The specifics on the report / graph making programs is in the first “by country” posting so will not be repeated here.
This SQL produced the list of countries in North America (Region 4):
SELECT cnum, abrev,region, cname FROM country WHERE region=4 ORDER BY cname;
Here’s the list:
MariaDB [temps]> source bin/Namerica.sql +------+-------+--------+------------------------------------+ | cnum | abrev | region | cname | +------+-------+--------+------------------------------------+ | 426 | AC | 4 | Antigua and Barbuda | | 423 | BF | 4 | Bahamas, The | | 401 | BB | 4 | Barbados | | 402 | BH | 4 | Belize | | 427 | BD | 4 | Bermuda [United Kingdom] | | 403 | CA | 4 | Canada | | 429 | CJ | 4 | Cayman Islands [United Kingdom] | | 405 | CS | 4 | Costa Rica | | 430 | DO | 4 | Dominica | | 407 | DR | 4 | Dominican Republic | | 408 | ES | 4 | El Salvador | | 431 | GL | 4 | Greenland [Denmark] | | 409 | GJ | 4 | Grenada | | 432 | GP | 4 | Guadeloupe [France] | | 410 | GT | 4 | Guatemala | | 411 | HA | 4 | Haiti | | 412 | HO | 4 | Honduras | | 413 | JM | 4 | Jamaica | | 433 | MB | 4 | Martinique [France] | | 414 | MX | 4 | Mexico | | 434 | NT | 4 | Netherlands Antilles [Netherlands] | | 415 | NU | 4 | Nicaragua | | 416 | PM | 4 | Panama | | 435 | RQ | 4 | Puerto Rico [United States] | | 417 | SC | 4 | Saint Kitts and Nevis | | 436 | ST | 4 | Saint Lucia | | 438 | SB | 4 | Saint Pierre and Miquelon [France] | | 437 | VC | 4 | Saint Vincent and the Grenadines | | 424 | TD | 4 | Trinidad and Tobago | | 425 | US | 4 | United States | | 440 | VQ | 4 | Virgin Islands [United States] | +------+-------+--------+------------------------------------+ 31 rows in set (0.00 sec)

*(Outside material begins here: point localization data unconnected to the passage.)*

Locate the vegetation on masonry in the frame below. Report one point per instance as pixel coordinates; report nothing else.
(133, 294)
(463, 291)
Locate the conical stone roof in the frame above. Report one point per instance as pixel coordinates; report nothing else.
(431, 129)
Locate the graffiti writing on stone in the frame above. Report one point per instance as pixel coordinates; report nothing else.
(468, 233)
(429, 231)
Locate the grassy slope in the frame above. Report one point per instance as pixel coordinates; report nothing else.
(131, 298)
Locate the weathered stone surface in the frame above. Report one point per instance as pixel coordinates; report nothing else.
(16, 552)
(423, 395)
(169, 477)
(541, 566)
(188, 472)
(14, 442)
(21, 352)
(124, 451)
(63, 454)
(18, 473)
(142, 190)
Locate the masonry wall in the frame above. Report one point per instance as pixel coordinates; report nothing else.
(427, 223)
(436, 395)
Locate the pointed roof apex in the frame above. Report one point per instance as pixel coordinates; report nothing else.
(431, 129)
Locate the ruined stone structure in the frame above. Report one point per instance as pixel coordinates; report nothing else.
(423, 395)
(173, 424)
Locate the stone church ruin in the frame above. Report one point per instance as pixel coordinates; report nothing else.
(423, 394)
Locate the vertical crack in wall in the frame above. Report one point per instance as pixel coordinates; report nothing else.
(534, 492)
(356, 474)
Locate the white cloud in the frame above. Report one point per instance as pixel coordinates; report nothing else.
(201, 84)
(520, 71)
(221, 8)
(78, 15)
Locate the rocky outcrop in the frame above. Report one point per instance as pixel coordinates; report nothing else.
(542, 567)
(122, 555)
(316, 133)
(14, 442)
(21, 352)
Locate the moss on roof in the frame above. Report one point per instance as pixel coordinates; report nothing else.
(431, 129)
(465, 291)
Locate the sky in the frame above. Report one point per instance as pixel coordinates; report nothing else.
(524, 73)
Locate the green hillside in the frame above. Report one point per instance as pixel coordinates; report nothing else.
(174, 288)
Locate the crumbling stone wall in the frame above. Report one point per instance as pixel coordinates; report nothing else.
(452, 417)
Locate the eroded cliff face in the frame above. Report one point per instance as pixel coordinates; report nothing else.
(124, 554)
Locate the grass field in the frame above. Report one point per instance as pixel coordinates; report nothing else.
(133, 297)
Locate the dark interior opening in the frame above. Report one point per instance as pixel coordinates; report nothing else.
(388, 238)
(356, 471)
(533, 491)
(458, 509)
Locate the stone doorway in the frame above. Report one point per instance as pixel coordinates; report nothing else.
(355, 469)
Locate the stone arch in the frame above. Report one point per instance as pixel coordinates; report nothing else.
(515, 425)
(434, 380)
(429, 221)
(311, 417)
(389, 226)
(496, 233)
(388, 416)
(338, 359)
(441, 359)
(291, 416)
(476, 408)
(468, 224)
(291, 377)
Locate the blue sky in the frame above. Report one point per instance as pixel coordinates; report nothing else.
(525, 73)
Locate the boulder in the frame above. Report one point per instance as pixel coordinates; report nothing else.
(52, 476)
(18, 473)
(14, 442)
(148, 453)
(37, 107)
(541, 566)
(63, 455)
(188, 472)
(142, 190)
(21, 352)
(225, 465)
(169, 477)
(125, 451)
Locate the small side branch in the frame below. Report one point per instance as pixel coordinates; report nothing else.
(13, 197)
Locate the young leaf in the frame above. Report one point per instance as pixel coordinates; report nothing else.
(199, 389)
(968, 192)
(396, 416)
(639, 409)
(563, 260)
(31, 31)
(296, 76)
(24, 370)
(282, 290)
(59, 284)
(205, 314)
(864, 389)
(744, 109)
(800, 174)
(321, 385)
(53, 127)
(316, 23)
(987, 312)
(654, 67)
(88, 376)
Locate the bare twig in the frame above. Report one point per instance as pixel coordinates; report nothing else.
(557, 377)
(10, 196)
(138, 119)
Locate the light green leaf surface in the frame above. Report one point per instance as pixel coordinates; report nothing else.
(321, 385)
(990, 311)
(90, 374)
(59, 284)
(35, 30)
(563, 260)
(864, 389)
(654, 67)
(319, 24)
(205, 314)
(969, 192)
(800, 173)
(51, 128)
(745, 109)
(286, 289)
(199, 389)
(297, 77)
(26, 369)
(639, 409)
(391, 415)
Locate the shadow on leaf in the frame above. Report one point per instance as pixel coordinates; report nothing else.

So there you have it. A few days of “seat time” at the computer. Hopefully it is of use to someone. I think it does point out what country’s data needs more scrutiny. Then there’s also the question of why trends in some nations are different from another very nearby and in the same body of water. Furthermore, there’s a great “cross check” for this in that there is surface water temperature data from decades of hurricane tracking. On these small islands, air temperature never strays far from water temperature. I was swimming in Jamaica once when rain started. The ocean, air, and rain all at 86 F.
It does look like there was a cyclical “dip” after the hot 1930s-40s into a cool ’50s-70s and we have newspaper and magazine articles from then shouting about a New Little Ice Age (and I personally remember it – IT Happened.) So despite the folks saying that picking it for a “baseline” doesn’t matter, I think it’s just too convenient. The method I used to calculate anomaly has no baseline. A given thermometer is only compared to itself over a selected month across the years. (So, for example, the Jamaica Airport thermometer would have all of its Januaries averaged then the January anomaly computed against that. Repeat for each other month of the year for each instrument.) Then there is just the shortness of most records. Many just start in that cold period and rise out of it, not having an old 1870 hot sample to see in their past.
Finally, with that much change showing up in some very small countries, you know they didn’t have a dozen thermometers to choose from in 1890. It must be some kind of “intervention” when decades of data all move by the same amount. It just screams “Fudging the data” (though I’m sure they would call it fixing errors in the past). But when all the “warming” comes from the “fixing up” and “adjusting” (even of this “unadjusted” data) or from splicing a 1/2 cycle and calling it a trend: Just where is the room for CO2?
It took me a few days of “seat time” to make this set and post it, so don’t worry if you just want to look at a few each day over time. After the first dozen even my eyes started to glaze over 😉 But these will be here for months or years to come, for your pondering.